Like, no downhill skiing.

Right. Not that I would have done that anyway, BUT you may rest assured that since both WebMD *and* my Big Book of Illustrated Pregnancy Guidelines (in Japanese) specifically told me not to, it's off the list. SIGH.

Another sad thing is that I have not had *any* alcohol, even though I have read some lenient guidelines that said maybe a sip every now and then is "fiiine you big chicken", Takeshi slapped the glass out of my pretty little hand (figuratively! figuratively) and told me not to endanger his unborn child.

Sheesh! Have you BEEN to a Japanese izzakaya? Have you EXPERIENCED the sadness that is a nomihoudai when you're not allowed to drink?? My department just went to a 3-hour party at one of those all you can drink places, where the all-you-can-drink menu included a hundred-drink encyclopedia of various alcoholic delights.
The non-alcoholic menu? Coke, orange juice, and tea. That's it! For THREE HOURS!!
And no, there were no non-alcoholic versions of the hundred-drink party. I asked.

Batender, get me a pint of non-alcoholic juice in which to drown my sorrows.
On second thought, make it a double.

I am keeping a list as evidence, so I can point to it later. "Look at the sacrifices I made for you", I say as my offspring is looking over the list shaking his/her head in shame, (in this vision I am lounging one of those day sofa-beds gesturing at Junior with a cigarette in a long holder), "now mix me a martini, darling, and make it snappy!"

...what, this will totally work. I'm a genius!
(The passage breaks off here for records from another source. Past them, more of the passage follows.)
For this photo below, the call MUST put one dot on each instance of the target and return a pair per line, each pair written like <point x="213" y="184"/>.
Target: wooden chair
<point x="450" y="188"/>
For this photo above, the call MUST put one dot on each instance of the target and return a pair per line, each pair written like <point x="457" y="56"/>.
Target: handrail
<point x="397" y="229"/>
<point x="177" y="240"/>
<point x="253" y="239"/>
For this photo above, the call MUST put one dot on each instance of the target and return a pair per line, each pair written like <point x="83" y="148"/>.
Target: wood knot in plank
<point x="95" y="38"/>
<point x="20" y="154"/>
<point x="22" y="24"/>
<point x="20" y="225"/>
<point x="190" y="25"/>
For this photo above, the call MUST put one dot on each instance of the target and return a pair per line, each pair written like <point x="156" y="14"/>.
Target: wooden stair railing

Blogger cat weaver said...

By the end of the three hours of juice and tea, did your company know you were pregnant, or were they too drunk to notice?

12:55 AM  
Blogger Kyra said...

well, I wasn't the only one laying off the alcohol (a lot of people don't have a huge tolerance here), so I slipped under the radar ;)

4:25 AM  
Anonymous BotanyDave said...

Listen to Takeshi! No alcohol for you!

And... were there many kinds of tea? Or just "tea?" You could start our with a nice cup of Puer, then follow it up with some bancha, and later, some nice, warming oolong and/or sencha.

6:49 AM  
Blogger Kyra said...

haha thanks BotanyDave ^^ I've been good, I've been good.
Ahh, I wish there had been lots of teas! just iced oolong. ;p
I'm really starting to miss wine though. Maybe if I boil it when I make mulled wine, the alcohol will dissapear?

6:20 PM  
Blogger Kyra said...

haha thanks BotanyDave ^^ I've been good, I've been good.
Ahh, I wish there had been lots of teas! just iced oolong. ;p
I'm really starting to miss wine though. Maybe if I boil it when I make mulled wine, the alcohol will dissapear?

6:22 PM  
Anonymous Anonymous said...

Just for the record, meconium and placenta are not the same thing. Placenta is the sack around the baby.

12:55 PM  
Anonymous Anonymous said...

That last comment was from Grandma Blue, who really doesn't know everything you know, even after four babies!